April. Disponible en Mubi
En April, la directora Dea Kulumbegashvili filma en silencio la rutina clandestina de una obstetra que practica abortos en una Georgia rural que, aunque los permite por ley hasta la semana 12, castiga socialmente a las mujeres que deciden interrumpir un embarazo.
La película avanza con una calma tensa. En su centro, Nina, la protagonista —una médica interpretada con una contención feroz— encarna la contradicción de un país donde la fe y el deber pesan más que la autonomía. La cámara de Kulumbegashvili se mueve entre lo doméstico y lo institucional, pero sobre todo en los pensamientos y escenas más conflictivas de la propia Nina que por momentos parece tener episodios autodestructivos pero liberadores de su deseo; una suerte de cruising que condensa aquel deseo por el opresor que las teóricas feministas intentan desmenuzar hace siglos.
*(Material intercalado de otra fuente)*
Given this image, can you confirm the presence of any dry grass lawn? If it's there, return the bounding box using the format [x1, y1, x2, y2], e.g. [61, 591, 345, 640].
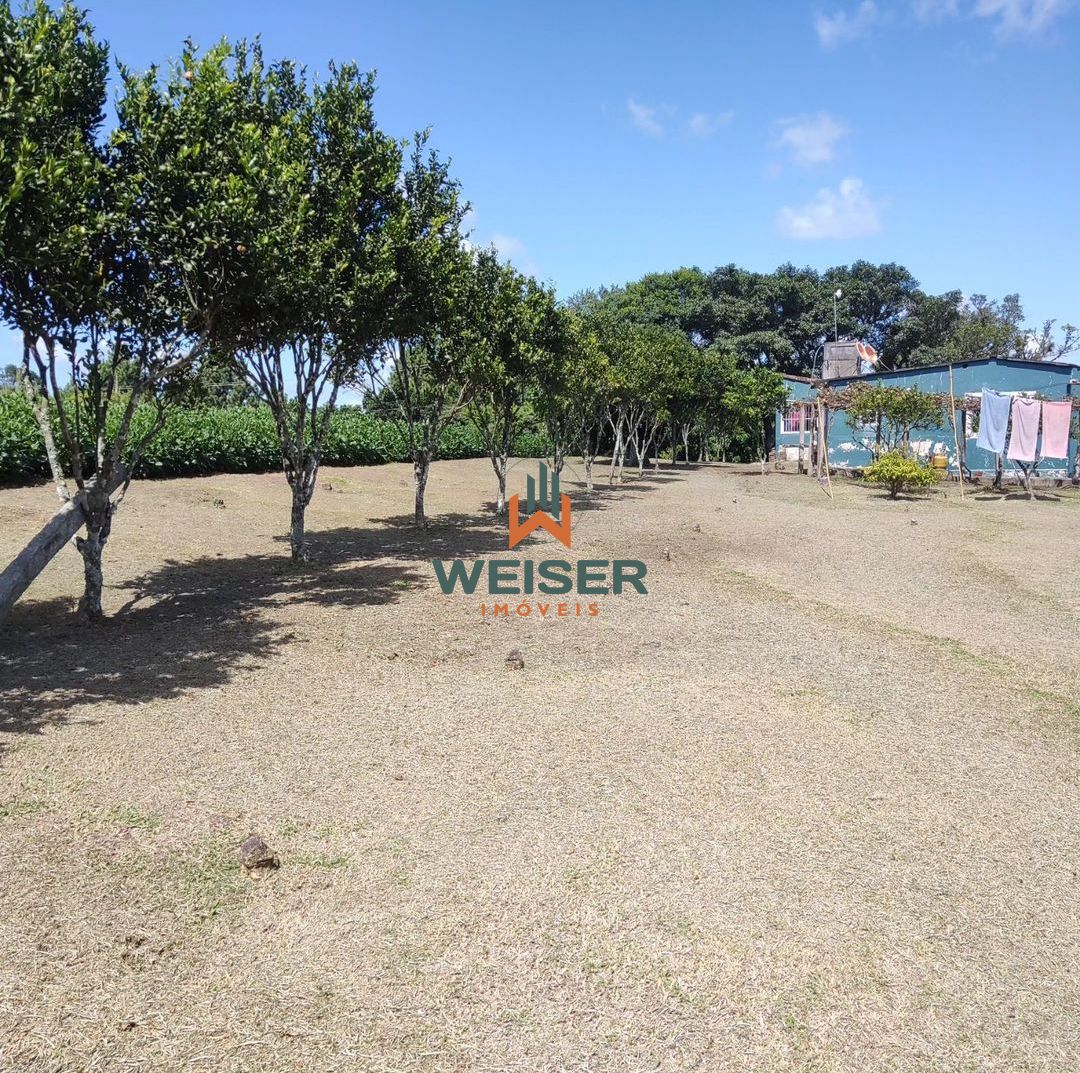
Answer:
[0, 461, 1080, 1073]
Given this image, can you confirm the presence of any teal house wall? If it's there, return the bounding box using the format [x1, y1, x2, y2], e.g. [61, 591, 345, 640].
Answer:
[775, 358, 1080, 477]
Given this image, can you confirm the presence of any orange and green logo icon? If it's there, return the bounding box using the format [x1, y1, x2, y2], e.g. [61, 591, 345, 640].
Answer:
[510, 462, 570, 547]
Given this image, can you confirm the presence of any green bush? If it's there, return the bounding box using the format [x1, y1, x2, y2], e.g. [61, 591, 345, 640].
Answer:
[863, 451, 937, 499]
[0, 391, 551, 484]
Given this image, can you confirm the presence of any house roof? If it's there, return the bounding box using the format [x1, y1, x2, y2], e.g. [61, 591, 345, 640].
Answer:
[825, 357, 1080, 382]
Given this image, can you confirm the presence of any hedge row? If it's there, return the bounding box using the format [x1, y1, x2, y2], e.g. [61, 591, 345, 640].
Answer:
[0, 391, 551, 484]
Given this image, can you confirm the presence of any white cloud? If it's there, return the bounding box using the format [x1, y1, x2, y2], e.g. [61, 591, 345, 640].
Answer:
[686, 112, 735, 138]
[626, 97, 664, 138]
[777, 112, 850, 167]
[975, 0, 1069, 37]
[813, 0, 881, 49]
[777, 177, 881, 239]
[490, 231, 540, 279]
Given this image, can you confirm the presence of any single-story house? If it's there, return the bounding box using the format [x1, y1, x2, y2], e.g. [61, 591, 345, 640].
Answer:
[775, 354, 1080, 477]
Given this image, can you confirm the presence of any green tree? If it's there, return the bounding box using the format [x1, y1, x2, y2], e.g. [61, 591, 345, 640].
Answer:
[367, 134, 470, 527]
[863, 451, 937, 499]
[845, 383, 945, 458]
[465, 249, 562, 515]
[0, 3, 230, 619]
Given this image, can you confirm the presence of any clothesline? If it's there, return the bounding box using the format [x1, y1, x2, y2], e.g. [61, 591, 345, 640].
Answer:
[818, 384, 1080, 413]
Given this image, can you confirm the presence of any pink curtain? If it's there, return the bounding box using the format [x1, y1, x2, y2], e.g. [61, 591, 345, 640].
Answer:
[1007, 395, 1042, 462]
[1042, 402, 1072, 459]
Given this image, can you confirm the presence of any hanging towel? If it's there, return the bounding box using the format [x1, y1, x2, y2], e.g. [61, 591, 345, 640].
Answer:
[1009, 395, 1042, 462]
[975, 388, 1012, 454]
[1040, 400, 1072, 459]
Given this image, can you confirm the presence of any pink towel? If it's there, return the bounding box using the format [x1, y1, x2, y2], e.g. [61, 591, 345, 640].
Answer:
[1041, 402, 1072, 459]
[1005, 395, 1042, 462]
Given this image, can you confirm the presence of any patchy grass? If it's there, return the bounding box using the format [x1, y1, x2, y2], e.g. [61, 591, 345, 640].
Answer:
[0, 460, 1080, 1073]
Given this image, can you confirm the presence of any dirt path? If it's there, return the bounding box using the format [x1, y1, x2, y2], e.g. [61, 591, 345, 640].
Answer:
[0, 462, 1080, 1073]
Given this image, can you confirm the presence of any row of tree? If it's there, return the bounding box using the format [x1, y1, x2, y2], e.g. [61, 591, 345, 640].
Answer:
[606, 261, 1080, 375]
[0, 0, 1075, 617]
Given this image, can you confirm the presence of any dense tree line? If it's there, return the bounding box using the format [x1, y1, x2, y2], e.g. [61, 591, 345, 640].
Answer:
[0, 0, 1076, 617]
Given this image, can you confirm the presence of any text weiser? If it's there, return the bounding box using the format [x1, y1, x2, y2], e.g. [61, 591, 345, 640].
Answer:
[432, 462, 648, 619]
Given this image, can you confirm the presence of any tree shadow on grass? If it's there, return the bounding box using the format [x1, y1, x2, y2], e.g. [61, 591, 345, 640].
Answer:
[0, 477, 678, 751]
[0, 515, 505, 751]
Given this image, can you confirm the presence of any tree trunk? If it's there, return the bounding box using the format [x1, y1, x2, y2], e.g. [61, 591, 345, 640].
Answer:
[413, 454, 431, 529]
[491, 454, 508, 515]
[552, 443, 566, 474]
[0, 468, 125, 623]
[288, 479, 311, 562]
[76, 501, 112, 622]
[608, 415, 625, 485]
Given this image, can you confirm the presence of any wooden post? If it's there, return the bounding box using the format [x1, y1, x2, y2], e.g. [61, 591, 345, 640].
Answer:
[818, 395, 833, 499]
[948, 365, 963, 499]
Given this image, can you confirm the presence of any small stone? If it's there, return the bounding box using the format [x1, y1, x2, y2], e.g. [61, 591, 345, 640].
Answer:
[240, 834, 280, 872]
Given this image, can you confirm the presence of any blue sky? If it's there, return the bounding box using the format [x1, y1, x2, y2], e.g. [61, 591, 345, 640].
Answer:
[2, 0, 1080, 358]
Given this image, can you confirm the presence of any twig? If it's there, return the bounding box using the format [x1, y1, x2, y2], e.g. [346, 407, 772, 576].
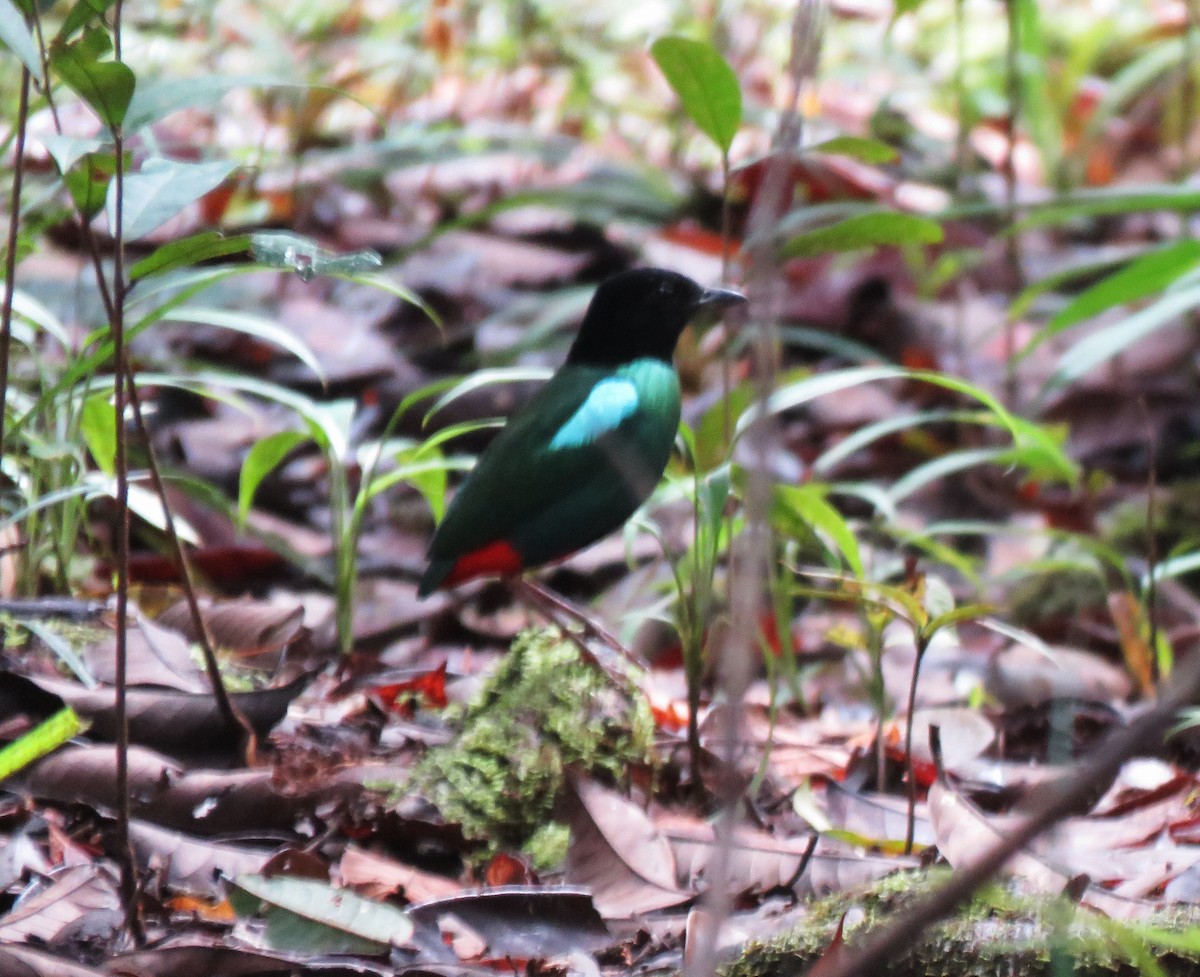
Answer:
[514, 577, 649, 684]
[109, 0, 143, 942]
[31, 5, 250, 766]
[902, 628, 929, 855]
[808, 655, 1200, 977]
[0, 67, 30, 482]
[684, 7, 824, 977]
[1003, 0, 1025, 410]
[125, 364, 258, 766]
Filmada “prácticamente en secreto”, según su directora, April no consiguió estrenarse en su país, donde ninguna distribuidora se animó a proyectarla “por temor a las autoridades”. Ese silencio institucional no solo acompaña la historia, sino que la duplica: es el mismo silencio que recae sobre los cuerpos gestantes, los derechos reproductivos y las voces disidentes.
Kulumbegashvili pone aquí el foco en la culpa como estructura social. Que la película haya ganado un premio en Venecia y no pueda verse en Tiflis no es una paradoja menor: es la medida exacta del abismo entre el reconocimiento internacional y el rechazo local a las narrativas que exponen las violencias de género y el peso del conservadurismo.
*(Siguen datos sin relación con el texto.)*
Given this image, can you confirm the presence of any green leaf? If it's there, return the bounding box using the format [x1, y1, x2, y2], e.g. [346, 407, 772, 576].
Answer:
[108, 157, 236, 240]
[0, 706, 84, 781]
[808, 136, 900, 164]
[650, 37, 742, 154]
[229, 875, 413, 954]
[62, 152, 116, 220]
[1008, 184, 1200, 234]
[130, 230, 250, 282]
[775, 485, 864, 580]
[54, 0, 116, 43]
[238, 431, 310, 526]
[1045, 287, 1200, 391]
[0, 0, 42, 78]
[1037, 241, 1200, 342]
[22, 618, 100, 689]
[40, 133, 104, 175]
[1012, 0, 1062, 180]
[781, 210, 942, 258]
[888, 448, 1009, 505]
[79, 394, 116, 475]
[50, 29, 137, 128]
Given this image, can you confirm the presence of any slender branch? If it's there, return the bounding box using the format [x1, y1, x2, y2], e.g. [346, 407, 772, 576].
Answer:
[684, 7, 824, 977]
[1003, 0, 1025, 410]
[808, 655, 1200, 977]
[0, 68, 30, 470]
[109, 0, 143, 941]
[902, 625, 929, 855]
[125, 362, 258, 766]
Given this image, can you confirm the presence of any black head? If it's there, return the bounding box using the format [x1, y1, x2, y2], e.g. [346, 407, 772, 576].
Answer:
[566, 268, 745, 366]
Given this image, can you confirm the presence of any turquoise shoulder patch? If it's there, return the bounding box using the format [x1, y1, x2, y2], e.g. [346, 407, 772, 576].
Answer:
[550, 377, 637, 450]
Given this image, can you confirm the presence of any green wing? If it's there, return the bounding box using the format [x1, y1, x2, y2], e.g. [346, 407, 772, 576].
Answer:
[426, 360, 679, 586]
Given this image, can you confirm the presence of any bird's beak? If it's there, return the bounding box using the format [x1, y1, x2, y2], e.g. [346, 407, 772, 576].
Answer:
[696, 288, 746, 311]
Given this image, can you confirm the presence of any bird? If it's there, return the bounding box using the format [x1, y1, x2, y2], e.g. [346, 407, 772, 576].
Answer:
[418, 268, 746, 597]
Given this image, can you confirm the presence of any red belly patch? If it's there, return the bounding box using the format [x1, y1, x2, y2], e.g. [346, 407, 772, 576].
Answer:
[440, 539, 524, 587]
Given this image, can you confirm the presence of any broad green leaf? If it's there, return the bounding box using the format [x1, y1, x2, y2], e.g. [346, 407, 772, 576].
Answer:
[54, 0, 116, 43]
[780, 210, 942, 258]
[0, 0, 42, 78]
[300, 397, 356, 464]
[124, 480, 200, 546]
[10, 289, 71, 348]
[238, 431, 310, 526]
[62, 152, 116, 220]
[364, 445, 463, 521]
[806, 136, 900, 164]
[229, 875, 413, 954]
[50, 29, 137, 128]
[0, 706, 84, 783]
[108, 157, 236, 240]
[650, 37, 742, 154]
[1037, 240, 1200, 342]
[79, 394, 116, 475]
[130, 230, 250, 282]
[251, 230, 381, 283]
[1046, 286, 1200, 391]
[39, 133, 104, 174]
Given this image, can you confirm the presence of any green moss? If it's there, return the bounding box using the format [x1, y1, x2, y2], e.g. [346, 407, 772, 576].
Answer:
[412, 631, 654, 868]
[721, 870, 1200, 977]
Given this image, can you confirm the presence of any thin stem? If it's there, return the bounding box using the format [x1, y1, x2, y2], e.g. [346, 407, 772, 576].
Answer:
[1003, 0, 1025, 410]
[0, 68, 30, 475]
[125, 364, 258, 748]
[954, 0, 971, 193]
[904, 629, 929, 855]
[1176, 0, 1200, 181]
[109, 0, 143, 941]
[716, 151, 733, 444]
Crossing. Disponible en Mubi
En Crossing, Levan Akin retorna al terreno georgiano pero lo hace cruzando fronteras —geográficas, generacionales y afectivas—. La película arranca en Georgia cuando Lia, una profesora retirada, recibe la noticia de que Tekla, su sobrina trans que llevaba años sin ver, podría estar en Estambul (Turquía). Acompañada por el impredecible Achi, exvecino de Tekla y joven irreverente, Lia emprende ese viaje que será más que una cacería humana: será una exploración del cuidado, el arrepentimiento y la posibilidad de (re)conexión.
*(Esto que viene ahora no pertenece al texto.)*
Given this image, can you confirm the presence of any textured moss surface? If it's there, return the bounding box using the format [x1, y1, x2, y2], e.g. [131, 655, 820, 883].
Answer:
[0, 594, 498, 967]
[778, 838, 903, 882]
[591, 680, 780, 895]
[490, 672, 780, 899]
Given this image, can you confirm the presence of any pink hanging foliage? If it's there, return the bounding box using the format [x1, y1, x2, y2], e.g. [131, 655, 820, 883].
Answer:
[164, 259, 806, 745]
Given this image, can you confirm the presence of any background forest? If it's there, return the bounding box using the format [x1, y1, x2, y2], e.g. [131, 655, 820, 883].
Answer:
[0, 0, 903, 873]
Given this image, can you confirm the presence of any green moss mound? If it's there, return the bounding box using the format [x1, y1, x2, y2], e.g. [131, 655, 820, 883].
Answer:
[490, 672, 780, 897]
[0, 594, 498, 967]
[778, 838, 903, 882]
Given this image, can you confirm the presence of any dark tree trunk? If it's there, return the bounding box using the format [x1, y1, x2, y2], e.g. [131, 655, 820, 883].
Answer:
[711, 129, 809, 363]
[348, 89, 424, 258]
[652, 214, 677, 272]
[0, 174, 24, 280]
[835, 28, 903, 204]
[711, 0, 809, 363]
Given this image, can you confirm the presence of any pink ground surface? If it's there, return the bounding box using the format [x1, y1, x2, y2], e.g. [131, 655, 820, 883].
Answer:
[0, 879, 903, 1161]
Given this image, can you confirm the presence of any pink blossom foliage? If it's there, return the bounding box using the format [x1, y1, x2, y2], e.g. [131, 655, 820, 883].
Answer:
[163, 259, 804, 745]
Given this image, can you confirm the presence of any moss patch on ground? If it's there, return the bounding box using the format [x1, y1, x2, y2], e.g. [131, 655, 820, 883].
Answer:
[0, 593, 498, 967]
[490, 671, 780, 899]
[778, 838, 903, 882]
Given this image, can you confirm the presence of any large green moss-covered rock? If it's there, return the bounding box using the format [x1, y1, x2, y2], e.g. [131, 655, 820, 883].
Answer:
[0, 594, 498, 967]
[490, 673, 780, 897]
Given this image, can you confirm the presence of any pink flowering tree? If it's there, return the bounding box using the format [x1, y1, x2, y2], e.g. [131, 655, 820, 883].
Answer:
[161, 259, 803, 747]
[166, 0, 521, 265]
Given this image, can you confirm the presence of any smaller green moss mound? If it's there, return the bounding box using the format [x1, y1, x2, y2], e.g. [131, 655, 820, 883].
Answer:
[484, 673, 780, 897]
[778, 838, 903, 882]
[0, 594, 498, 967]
Lo que podría ser un relato clásico de drama migratorio o policial se vuelve otra cosa bajo la mirada de Akin: se fija en los gestos, en los silencios, en los momentos en que la cercanía puede ser más radical que la confrontación. La narrativa intercala personajes secundarios que iluminan otros mundos, dándole profundidad a lo que podría haber sido solo un eje familiar.
Una de las virtudes de Crossing es cómo problematiza la figura de Lia: no es un estereotipo rígido ni una villana, sino alguien que carga culpas, silencios y posibilidades. Akin explica que su objetivo era mostrar que no se trata de “viejos contra jóvenes” sino de cómo las personas mayores, inmersas en una sociedad conservadora, pueden también sorprenderse, equivocarse y transformarse. Tampoco santifica al resto de los personajes. Todos despliegan preguntas y dudas en el espectador que se van desenrollando en un juego de plot twists (o tal vez decepciones, engaños argumentales, ilusiones) que solo se toleran con una caja de pañuelitos descartables al lado.
La película también enfatiza la tensión entre visibilidad y anonimato, la ruralidad vs. la ciudad: Tekla ya no vive en su Georgia natal; cruzó a Turquía para encontrar un lugar donde ser. La gran ciudad representa ese espacio que muchos que huyen encuentran: una un dónde desaparecer —y al mismo tiempo, reaparecer bajo otras formas.